Two new contenders, Clara James Scott and Lakisha Greenhow, nominated themselves for the South Anna district seat on the School Board.
Sulser served for 24 years as a reserve deputy sheriff, taught at Hanover County and Henrico Public Schools, and has been a member of Hanover County PTA for over 15 years.
Former Board of Supervisor for the Cold Harbor district Richard Rhodes also spoke in favor of Sulser’s remaining on the Board. Rhodes appointed Sulser to the School Board during his time on the Board of Supervisors.
“His production and his intellect is really needed on this School Board,” Rhodes said.
Dibble expressed her interest in being reappointed to the South Anna seat on the School Board.

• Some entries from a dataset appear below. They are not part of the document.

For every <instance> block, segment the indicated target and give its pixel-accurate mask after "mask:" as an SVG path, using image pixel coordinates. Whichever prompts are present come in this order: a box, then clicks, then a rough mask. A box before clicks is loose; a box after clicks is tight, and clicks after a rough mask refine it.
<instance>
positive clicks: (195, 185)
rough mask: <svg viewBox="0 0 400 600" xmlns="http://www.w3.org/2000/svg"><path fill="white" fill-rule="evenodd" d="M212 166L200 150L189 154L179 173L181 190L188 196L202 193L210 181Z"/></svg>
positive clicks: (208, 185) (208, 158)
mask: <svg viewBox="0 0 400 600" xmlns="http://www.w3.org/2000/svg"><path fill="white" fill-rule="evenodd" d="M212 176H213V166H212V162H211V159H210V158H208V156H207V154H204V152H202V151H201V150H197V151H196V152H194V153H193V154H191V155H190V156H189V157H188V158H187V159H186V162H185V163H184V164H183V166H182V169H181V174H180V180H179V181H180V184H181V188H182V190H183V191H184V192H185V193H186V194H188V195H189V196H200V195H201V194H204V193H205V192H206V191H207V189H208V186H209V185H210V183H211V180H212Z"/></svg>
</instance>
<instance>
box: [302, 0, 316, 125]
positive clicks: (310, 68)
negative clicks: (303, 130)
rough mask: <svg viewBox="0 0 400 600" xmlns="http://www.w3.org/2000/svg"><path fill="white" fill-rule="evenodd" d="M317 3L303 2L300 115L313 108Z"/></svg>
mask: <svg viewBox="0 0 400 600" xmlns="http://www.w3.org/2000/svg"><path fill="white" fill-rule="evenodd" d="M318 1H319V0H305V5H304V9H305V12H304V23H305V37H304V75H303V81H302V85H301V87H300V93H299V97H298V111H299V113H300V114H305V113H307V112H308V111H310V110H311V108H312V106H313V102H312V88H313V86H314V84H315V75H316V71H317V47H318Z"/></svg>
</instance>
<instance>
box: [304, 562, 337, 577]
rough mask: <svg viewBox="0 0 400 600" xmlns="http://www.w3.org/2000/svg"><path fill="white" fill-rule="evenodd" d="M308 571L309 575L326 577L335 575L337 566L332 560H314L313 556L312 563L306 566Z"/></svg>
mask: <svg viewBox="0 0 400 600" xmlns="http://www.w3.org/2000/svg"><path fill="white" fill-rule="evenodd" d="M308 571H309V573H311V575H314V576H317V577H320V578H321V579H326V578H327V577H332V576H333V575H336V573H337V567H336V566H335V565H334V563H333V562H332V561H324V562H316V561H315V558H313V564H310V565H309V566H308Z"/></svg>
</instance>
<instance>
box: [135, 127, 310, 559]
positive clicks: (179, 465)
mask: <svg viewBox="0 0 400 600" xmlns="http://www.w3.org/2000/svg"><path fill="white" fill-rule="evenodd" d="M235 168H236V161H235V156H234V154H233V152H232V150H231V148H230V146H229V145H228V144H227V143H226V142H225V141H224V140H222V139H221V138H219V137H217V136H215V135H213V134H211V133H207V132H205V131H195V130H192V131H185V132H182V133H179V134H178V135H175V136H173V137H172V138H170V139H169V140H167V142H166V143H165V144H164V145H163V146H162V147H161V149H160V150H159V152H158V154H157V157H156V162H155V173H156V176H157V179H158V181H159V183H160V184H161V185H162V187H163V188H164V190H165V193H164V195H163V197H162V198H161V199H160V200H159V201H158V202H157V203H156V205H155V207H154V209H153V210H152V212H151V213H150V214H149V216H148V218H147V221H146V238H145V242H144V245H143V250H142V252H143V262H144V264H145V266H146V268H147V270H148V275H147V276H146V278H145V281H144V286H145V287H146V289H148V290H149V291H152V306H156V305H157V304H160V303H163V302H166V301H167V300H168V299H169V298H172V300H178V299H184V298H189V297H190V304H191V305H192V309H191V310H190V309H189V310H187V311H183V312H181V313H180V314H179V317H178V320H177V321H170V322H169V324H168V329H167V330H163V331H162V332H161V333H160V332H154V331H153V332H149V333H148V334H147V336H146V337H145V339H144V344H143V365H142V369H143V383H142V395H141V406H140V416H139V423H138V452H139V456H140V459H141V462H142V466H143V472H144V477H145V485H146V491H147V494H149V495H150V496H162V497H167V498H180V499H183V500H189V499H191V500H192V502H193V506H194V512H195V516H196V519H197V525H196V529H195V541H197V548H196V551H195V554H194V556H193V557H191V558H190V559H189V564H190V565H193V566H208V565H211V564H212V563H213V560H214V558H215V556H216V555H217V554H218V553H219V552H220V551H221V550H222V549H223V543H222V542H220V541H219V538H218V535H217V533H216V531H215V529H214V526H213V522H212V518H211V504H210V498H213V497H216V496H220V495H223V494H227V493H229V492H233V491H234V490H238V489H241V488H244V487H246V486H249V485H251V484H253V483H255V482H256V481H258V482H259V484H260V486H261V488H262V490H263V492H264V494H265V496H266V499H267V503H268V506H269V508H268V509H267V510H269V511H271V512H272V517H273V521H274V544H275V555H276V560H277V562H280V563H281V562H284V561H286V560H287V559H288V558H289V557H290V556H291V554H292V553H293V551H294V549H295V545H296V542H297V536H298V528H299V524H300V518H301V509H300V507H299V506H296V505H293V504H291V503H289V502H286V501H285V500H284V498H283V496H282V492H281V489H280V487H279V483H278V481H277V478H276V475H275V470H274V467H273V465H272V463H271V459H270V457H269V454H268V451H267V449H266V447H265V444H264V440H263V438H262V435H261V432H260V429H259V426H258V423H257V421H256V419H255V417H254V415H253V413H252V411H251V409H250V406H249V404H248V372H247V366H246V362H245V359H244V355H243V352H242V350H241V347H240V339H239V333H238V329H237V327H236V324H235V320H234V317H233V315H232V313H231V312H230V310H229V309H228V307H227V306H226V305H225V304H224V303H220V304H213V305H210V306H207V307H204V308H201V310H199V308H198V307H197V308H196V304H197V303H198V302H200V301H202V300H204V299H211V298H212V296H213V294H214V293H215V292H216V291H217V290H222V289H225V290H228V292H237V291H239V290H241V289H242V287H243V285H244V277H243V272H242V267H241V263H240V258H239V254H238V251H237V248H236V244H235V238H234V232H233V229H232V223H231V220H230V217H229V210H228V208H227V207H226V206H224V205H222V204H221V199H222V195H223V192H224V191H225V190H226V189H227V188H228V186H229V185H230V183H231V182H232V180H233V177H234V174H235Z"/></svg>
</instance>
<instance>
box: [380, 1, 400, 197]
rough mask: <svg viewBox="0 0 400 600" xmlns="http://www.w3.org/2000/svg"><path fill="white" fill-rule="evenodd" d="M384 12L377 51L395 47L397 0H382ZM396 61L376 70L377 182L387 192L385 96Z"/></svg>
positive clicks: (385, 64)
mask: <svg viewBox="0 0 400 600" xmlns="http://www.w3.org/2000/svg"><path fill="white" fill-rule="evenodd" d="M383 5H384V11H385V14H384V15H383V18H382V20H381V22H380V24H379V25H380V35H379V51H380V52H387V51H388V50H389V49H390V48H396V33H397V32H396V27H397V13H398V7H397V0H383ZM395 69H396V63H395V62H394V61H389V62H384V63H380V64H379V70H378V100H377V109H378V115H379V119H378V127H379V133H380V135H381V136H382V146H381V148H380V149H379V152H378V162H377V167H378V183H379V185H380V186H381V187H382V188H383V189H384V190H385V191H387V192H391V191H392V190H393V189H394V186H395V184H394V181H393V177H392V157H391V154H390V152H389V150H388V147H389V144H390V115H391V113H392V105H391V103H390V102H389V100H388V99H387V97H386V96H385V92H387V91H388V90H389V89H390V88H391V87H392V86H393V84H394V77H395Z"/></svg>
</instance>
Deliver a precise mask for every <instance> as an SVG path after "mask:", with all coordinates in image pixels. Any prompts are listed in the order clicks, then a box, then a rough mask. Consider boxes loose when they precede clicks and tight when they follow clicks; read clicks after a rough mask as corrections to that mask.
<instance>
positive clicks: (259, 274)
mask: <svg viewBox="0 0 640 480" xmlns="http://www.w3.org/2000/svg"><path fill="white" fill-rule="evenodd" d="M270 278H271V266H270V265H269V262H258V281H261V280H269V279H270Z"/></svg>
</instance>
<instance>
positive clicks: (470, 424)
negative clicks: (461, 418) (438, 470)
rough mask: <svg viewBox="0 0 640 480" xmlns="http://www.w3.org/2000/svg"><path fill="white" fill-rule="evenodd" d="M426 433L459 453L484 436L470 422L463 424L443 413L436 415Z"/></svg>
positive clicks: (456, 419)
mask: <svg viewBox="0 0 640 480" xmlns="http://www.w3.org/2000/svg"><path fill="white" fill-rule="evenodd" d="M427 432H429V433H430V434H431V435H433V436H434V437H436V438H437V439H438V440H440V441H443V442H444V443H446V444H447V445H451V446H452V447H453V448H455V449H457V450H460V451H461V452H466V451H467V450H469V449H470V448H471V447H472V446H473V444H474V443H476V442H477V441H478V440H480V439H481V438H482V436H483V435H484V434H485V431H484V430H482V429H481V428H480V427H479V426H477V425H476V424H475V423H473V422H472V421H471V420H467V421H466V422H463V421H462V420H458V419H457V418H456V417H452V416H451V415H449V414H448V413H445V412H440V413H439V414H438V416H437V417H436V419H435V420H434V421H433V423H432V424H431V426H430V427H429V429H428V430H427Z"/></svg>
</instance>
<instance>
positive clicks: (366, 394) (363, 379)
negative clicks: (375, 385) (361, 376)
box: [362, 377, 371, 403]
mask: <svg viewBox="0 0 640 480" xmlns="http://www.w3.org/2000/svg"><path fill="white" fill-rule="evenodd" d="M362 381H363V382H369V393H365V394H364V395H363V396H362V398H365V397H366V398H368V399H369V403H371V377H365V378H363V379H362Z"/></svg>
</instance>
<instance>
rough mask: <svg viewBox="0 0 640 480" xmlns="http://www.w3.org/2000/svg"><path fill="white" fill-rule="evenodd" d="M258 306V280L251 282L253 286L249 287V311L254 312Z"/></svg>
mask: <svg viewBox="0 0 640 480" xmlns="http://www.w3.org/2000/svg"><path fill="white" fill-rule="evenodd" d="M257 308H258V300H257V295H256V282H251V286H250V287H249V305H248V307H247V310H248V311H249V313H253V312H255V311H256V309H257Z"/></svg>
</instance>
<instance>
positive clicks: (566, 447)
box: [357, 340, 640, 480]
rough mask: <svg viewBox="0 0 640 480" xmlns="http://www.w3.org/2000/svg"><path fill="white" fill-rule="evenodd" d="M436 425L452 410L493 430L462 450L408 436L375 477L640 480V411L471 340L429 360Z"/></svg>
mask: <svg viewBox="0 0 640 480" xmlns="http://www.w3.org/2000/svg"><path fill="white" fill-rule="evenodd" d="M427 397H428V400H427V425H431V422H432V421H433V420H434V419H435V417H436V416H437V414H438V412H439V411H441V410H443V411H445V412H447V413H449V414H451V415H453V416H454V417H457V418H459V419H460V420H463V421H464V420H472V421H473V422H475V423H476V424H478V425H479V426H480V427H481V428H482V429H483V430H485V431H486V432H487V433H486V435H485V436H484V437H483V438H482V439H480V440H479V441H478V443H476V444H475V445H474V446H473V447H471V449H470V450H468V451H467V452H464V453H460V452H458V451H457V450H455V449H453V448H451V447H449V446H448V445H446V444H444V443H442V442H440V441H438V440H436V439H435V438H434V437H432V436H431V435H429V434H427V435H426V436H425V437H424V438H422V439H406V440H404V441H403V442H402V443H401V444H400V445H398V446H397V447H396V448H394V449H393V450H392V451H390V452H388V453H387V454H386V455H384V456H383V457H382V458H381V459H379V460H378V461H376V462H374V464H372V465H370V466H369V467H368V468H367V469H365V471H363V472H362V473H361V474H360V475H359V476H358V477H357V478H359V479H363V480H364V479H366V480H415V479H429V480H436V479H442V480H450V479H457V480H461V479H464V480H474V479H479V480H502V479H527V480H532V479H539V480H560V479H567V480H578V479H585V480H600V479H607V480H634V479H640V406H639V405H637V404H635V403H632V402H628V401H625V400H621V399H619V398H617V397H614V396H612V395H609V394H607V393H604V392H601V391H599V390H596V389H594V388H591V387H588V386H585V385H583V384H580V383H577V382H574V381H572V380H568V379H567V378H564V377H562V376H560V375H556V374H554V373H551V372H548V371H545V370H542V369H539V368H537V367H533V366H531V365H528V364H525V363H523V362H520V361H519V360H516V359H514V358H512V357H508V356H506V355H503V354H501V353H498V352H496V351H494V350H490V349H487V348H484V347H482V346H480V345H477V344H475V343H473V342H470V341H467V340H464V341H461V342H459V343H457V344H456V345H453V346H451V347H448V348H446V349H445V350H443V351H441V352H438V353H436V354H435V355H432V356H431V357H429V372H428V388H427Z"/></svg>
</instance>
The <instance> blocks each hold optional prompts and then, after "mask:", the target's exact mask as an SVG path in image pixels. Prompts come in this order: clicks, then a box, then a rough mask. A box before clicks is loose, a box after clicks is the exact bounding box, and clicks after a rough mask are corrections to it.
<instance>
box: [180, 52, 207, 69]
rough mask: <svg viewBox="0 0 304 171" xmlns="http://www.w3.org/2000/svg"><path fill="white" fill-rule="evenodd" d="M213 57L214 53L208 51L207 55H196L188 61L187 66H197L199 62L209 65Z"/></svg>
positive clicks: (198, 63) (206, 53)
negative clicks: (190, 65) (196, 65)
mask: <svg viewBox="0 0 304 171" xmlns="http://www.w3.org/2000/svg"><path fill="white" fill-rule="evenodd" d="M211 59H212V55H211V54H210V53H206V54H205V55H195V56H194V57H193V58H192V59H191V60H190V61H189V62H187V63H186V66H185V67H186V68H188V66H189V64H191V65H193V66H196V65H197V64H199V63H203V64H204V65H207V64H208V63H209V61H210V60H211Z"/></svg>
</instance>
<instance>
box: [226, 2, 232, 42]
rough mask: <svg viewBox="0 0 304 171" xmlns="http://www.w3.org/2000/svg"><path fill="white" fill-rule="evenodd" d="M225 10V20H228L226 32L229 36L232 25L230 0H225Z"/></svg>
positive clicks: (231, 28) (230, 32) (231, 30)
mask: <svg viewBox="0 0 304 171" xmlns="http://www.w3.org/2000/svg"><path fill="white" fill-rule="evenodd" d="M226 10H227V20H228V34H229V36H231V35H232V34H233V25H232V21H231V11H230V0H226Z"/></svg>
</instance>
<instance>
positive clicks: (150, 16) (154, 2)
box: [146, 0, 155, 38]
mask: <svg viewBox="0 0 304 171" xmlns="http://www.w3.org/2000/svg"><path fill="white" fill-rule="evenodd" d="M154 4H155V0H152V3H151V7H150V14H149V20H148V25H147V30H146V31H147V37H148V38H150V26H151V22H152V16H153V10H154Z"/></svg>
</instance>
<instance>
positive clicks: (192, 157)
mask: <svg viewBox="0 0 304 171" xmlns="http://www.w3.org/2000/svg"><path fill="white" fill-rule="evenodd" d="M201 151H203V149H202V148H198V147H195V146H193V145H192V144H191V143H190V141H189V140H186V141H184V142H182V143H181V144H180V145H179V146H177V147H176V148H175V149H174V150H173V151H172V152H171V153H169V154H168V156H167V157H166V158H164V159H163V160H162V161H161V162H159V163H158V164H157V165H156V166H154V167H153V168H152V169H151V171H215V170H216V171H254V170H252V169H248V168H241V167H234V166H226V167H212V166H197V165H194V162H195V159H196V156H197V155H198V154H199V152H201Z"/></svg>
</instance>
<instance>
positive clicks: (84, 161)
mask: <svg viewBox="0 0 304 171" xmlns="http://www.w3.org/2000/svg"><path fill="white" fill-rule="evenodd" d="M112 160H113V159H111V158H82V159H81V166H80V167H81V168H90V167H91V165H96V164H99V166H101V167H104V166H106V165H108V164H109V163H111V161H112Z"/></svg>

Dibble has a background in education, and is president of Purvis & Associates, Inc.
South Anna district resident Dan Johnson nominated Dibble to keep her seat on the Boad.
“If it ain’t broke, don’t fix it,” Johnson said.
Montpelier resident Clara James Scott nominated herself for the South Anna district seat on the School Board. According to Scott, she has a long background in education which includes teaching in Newport News and Hanover County schools.
Scott received her Bachelor’s degree in Business Administration from Longwood College, and has a Doctor of Education degree. She is a retired principal from the Richmond Public School department, and has worked as a preschool center manager.
Lakisha Greenhow also nominated herself for the South Anna seat. Greenhow has been an educator for 11 years, and does SAT prep work with students in the Richmond area.
The appointment process for these School Board seats will conclude in June.